Edição de 21 de dezembro de 2018
21-12-2018
 

O empresário de Castro Daire que foi condenado, a cinco anos de prisão, por ter lesado o Estado em mais de dois milhões de euros negou a prática dos factos e alegou ser “uma pessoa de elevada idoneidade moral, sendo conceituado no meio social e profissional em que se insere”. Em julgamento, disse ainda ao coletivo de juízes que a sua atividade profissional permitiu “dinamizar zonas do interior, desertificadas ou em vias de o ser”.

Gumercindo Lourenço foi condenado pelo Tribunal de Viseu por fraude na obtenção de subsídio e branqueamento de capitais.

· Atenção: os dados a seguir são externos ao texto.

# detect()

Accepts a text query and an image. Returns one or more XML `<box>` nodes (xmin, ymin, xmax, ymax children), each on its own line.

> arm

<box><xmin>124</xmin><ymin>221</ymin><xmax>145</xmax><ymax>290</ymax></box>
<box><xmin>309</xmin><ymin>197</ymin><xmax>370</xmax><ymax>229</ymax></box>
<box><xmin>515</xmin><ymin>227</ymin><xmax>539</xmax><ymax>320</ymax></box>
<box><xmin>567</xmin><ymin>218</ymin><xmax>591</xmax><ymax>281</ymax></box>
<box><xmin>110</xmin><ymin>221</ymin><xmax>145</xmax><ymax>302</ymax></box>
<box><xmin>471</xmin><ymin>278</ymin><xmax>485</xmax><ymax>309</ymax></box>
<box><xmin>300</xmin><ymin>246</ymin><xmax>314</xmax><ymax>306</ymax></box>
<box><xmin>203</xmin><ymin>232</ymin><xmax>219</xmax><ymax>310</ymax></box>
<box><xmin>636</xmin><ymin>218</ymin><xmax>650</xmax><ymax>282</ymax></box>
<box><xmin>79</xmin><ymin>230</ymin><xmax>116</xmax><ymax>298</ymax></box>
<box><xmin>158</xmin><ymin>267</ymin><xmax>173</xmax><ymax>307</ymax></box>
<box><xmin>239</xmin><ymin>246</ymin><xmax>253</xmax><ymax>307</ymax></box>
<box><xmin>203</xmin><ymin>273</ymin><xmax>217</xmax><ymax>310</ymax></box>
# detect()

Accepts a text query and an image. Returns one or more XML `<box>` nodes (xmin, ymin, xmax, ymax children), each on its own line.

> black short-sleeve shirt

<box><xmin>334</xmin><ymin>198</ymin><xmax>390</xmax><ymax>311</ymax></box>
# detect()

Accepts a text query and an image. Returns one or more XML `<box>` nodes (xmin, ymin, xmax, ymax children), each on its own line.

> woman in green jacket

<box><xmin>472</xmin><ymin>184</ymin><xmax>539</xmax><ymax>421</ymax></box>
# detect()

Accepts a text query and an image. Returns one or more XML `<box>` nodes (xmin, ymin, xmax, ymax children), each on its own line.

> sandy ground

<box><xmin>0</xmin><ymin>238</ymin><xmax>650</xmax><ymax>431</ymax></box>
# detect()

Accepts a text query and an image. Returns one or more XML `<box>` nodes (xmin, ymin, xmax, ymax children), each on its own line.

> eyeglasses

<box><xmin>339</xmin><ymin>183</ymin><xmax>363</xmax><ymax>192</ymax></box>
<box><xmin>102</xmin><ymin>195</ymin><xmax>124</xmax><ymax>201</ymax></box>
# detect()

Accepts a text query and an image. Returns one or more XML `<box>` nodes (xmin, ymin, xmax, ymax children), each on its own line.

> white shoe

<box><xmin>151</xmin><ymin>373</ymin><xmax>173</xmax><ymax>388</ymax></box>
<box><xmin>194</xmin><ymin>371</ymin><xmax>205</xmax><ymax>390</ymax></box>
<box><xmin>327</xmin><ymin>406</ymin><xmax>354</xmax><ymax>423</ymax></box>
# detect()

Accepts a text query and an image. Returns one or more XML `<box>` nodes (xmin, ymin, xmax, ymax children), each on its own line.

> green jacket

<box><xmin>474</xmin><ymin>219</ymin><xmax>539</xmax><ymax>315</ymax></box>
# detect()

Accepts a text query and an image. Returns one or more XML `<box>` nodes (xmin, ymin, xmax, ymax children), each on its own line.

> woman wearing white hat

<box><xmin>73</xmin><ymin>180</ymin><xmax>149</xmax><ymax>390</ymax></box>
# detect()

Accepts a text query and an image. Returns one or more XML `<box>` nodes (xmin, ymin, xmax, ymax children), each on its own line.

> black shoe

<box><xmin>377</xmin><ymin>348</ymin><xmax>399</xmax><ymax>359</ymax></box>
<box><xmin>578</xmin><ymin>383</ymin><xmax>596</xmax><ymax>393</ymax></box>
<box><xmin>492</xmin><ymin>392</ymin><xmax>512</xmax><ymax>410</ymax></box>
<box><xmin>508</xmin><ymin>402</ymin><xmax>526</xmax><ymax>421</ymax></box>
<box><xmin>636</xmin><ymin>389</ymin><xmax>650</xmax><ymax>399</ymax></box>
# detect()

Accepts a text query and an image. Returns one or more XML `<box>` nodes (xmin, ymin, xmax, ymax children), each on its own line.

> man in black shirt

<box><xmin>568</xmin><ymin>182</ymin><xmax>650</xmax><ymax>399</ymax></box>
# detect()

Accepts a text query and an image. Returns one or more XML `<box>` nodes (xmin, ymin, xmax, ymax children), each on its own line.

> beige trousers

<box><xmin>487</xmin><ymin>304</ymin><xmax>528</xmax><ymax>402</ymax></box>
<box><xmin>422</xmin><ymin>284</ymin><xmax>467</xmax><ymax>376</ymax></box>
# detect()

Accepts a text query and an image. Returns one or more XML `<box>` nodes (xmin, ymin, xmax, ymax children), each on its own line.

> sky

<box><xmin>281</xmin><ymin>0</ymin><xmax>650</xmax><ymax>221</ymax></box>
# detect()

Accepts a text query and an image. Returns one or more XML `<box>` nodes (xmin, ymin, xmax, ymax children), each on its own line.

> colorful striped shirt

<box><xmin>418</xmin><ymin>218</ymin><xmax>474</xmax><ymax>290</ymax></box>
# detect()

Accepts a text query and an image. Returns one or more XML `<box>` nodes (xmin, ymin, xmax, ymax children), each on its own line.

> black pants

No total, o arguido, por si e em representação das empresas das quais é presidente do conselho de administração, obteve indevidamente dois milhões e 292 mil euros, a título de comparticipação, pelo Turismo de Portugal.

O coletivo de juízes do Tribunal de Viseu considerou que o comportamento do empresário “sugeriu o recurso a métodos de atuação sofisticadamente cuidados e ardilosos” e “agiu voluntária e conscientemente com o propósito conseguido de retirar o dinheiro obtido de forma ilícita de qualquer relação direta com a sua origem criminosa e dissimular os proveitos económicos resultantes da prática da fraude de obtenção de subsídio, introduzindo-o na economia regular lícita”.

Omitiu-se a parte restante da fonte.